Acknowledging that stable value investors value the journey as much as the destination, Mitchell noted that stable value funds in 2011 continued to deliver returns in line with those available from intermediate-term bond funds, but with less volatility.
From the end of 1988 through the third quarter of 2011, Mitchell noted that a model stable value account would have generated an average annual return of 4.24 percent, nearly in line with the 4.49 percent average annual return of the Barclays Intermediate Government/Credit bond index. By contrast, money market funds over that period of time generated average annual returns of only about 2.25 percent.

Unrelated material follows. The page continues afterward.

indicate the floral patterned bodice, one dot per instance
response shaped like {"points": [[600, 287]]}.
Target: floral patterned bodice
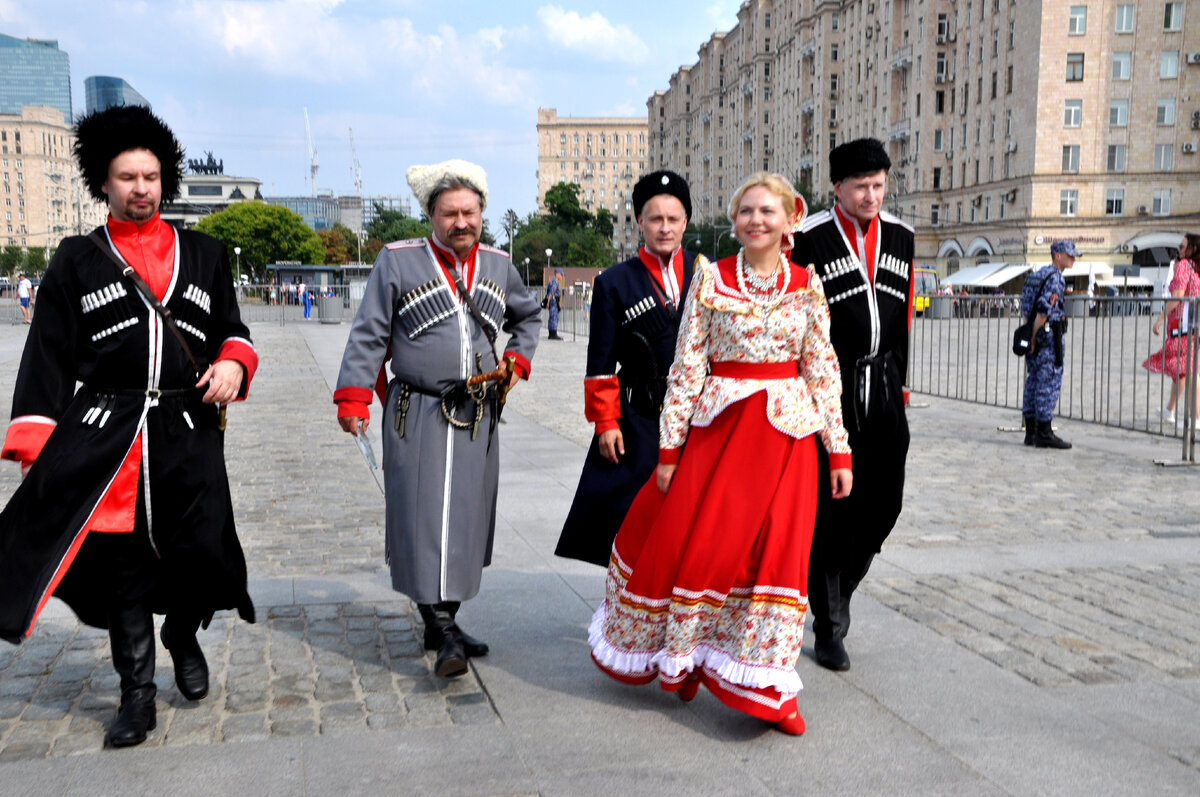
{"points": [[724, 324]]}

Meanwhile, interest rates have declined dramatically since the credit crisis began. The yield on the two-year Treasury note, for example, has fallen from just over 5 percent to about 0.25 percent, yet crediting rates on stable value funds have eased much more gradually. Stable value funds surveyed at the end of September were offering an average crediting rate of 2.99 percent, Mitchell noted, down from 4.81 percent in 2007.
Stable value funds can smooth out interest-rate volatility thanks to their investment contracts, which provide participants contract value withdrawal rights under most circumstances. The contracts allow funds to amortize their gains and losses over the duration of the portfolio, smoothing out returns to investors.